= La Barokka =

La Barokka is the stage name of the Maltese singer Maria Muscat, a well-known figure on Maltese television. In addition to her concerts in Malta, La Barokka has also toured the US and the UK.

==Background==
Born in Malta, La Barokka started vocal training when she was sixteen, which led her into participating in various Maltese musicals. In 2000, she gave her début concert in the Mdina Cathedral in Malta. This concert attracted a crowd of around 900, which included the president of the Republic of Malta and the prime minister. On hearing her, the president invited her to give a concert at his palace in San Anton Gardens that same year. In the following years, La Barokka gave another concert at the Saint James Cavalier, and another in St. Julian's at the Bay Street complex.

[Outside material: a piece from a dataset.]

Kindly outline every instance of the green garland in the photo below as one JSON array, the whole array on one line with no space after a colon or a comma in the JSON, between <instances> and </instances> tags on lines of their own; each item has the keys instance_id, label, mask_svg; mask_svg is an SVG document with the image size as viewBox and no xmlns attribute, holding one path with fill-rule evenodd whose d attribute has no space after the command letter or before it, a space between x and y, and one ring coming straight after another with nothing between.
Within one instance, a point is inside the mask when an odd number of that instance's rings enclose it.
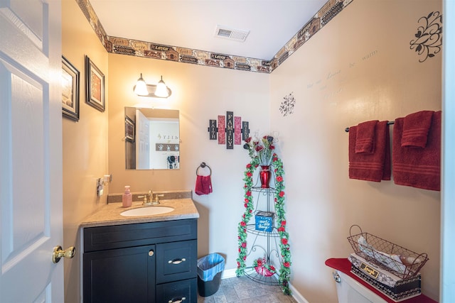
<instances>
[{"instance_id":1,"label":"green garland","mask_svg":"<svg viewBox=\"0 0 455 303\"><path fill-rule=\"evenodd\" d=\"M252 158L252 160L246 166L245 171L245 214L242 216L242 221L238 226L238 243L239 243L239 257L237 258L237 276L245 275L246 268L245 261L247 260L247 224L252 216L254 210L253 197L251 189L253 187L253 173L259 166L259 159L257 157ZM275 213L277 215L277 223L278 224L277 231L279 235L279 248L282 255L282 264L279 270L279 282L282 286L283 292L286 294L291 294L289 290L289 277L291 275L291 250L288 243L289 233L286 231L286 218L284 216L284 184L283 175L283 162L278 158L276 153L273 154L272 166L274 168L275 175Z\"/></svg>"}]
</instances>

In 2004, La Barokka released the single "You", a blend of classical and hip hop music, with music by Elton Zarb and Tonio Cardona of Freetime Studios and lyrics by Robbie Govus. The song also featured the hip hop singer Pendemonium. In 2005, the song was chosen by the New York Filming Academy for a music video shot in London. 2004 also saw La Barokka give two concerts at the Hilton and the Corinithia Palace in Malta. In 2007, she started to produce her own TV show, produced with American co-host John Di Lemme. In the same year she undertook her first show in Atlanta.

In 2007, La Barokka released the single "A Different Day", created for the 'Find Your Why Main Event' in Atlanta, US. The song was written by Robert Govus and composed by Elton Zarb.

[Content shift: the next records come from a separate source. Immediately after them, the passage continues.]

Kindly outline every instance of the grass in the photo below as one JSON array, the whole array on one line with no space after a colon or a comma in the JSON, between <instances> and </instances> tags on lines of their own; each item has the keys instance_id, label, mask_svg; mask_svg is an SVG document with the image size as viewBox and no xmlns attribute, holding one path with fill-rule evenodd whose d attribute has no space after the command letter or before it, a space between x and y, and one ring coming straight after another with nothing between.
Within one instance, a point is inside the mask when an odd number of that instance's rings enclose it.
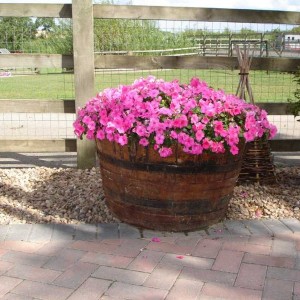
<instances>
[{"instance_id":1,"label":"grass","mask_svg":"<svg viewBox=\"0 0 300 300\"><path fill-rule=\"evenodd\" d=\"M39 74L14 74L8 78L0 78L1 99L74 99L74 76L62 73L57 69L42 69ZM231 70L144 70L144 71L108 71L96 73L95 93L107 87L119 84L130 84L136 78L154 75L165 80L178 78L188 82L198 76L213 88L224 89L235 93L239 81L238 71ZM252 71L251 86L257 102L286 102L293 96L296 83L288 73Z\"/></svg>"}]
</instances>

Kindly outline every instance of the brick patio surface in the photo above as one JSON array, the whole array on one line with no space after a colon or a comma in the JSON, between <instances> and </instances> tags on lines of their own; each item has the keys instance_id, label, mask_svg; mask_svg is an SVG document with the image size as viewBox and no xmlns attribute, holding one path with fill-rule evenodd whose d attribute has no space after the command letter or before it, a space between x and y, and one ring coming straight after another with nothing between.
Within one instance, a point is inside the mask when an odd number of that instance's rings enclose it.
<instances>
[{"instance_id":1,"label":"brick patio surface","mask_svg":"<svg viewBox=\"0 0 300 300\"><path fill-rule=\"evenodd\" d=\"M300 221L0 225L0 299L300 299Z\"/></svg>"}]
</instances>

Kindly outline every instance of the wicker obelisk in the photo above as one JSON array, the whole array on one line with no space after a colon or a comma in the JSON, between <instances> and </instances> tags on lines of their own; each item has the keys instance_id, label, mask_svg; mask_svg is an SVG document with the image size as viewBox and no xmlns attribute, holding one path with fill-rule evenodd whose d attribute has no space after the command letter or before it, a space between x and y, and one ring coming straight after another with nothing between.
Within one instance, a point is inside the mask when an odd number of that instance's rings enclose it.
<instances>
[{"instance_id":1,"label":"wicker obelisk","mask_svg":"<svg viewBox=\"0 0 300 300\"><path fill-rule=\"evenodd\" d=\"M240 80L236 95L242 99L249 100L254 104L254 97L249 80L252 55L250 55L250 44L244 45L243 52L236 46L236 53L240 67ZM276 183L275 168L271 154L270 144L266 139L256 139L247 143L243 164L238 179L239 183Z\"/></svg>"}]
</instances>

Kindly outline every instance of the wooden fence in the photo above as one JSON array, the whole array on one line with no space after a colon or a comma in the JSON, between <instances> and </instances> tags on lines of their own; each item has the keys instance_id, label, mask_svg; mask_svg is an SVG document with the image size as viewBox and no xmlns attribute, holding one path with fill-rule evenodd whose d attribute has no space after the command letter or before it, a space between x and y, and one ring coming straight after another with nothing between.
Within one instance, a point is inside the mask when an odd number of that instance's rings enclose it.
<instances>
[{"instance_id":1,"label":"wooden fence","mask_svg":"<svg viewBox=\"0 0 300 300\"><path fill-rule=\"evenodd\" d=\"M94 96L94 70L134 69L238 69L235 57L214 56L134 56L94 53L93 19L146 19L206 22L278 23L300 25L299 12L181 8L92 4L92 0L73 0L71 4L0 4L1 17L72 18L73 55L1 54L0 68L74 68L75 101L1 100L0 112L74 113L86 99ZM92 59L94 58L94 59ZM299 58L253 58L252 70L295 71ZM0 96L1 97L1 96ZM16 105L17 104L17 105ZM286 103L261 103L270 114L287 114ZM274 140L276 151L299 151L300 139ZM0 151L41 152L76 151L79 168L95 165L94 143L83 140L2 140Z\"/></svg>"}]
</instances>

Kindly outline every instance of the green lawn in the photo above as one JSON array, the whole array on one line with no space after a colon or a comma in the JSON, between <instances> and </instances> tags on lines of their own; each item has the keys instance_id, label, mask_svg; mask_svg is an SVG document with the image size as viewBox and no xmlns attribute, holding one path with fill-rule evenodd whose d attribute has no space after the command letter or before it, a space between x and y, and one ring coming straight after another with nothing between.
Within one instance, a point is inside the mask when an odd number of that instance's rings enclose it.
<instances>
[{"instance_id":1,"label":"green lawn","mask_svg":"<svg viewBox=\"0 0 300 300\"><path fill-rule=\"evenodd\" d=\"M51 72L51 73L50 73ZM41 70L36 75L14 75L0 78L0 99L74 99L73 74L57 70ZM165 80L178 78L188 82L198 76L214 88L235 93L239 81L238 71L230 70L147 70L104 71L96 74L95 93L106 87L130 84L136 78L154 75ZM293 96L296 84L292 75L280 72L252 71L250 81L256 101L285 102Z\"/></svg>"}]
</instances>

The show's first "season" has been viewed by not less than 28,000 people (almost 7 percent of the Maltese TV audience share, according to a Maltese Broadcasting Authority survey).

In April 2009, La Barokka performed and produced 'He Lives In You, Live in Concert', in Valletta, Malta, a concert that attracted hundreds of people and was also aired on the Maltese national TV station, PBS. La Barokka sang with Italian singer Jonie Falcone in Rome, and recorded a song with Don't Worry Records. The song "Cruel" is part of Jonie Falcone's double album sold in Europe and United States.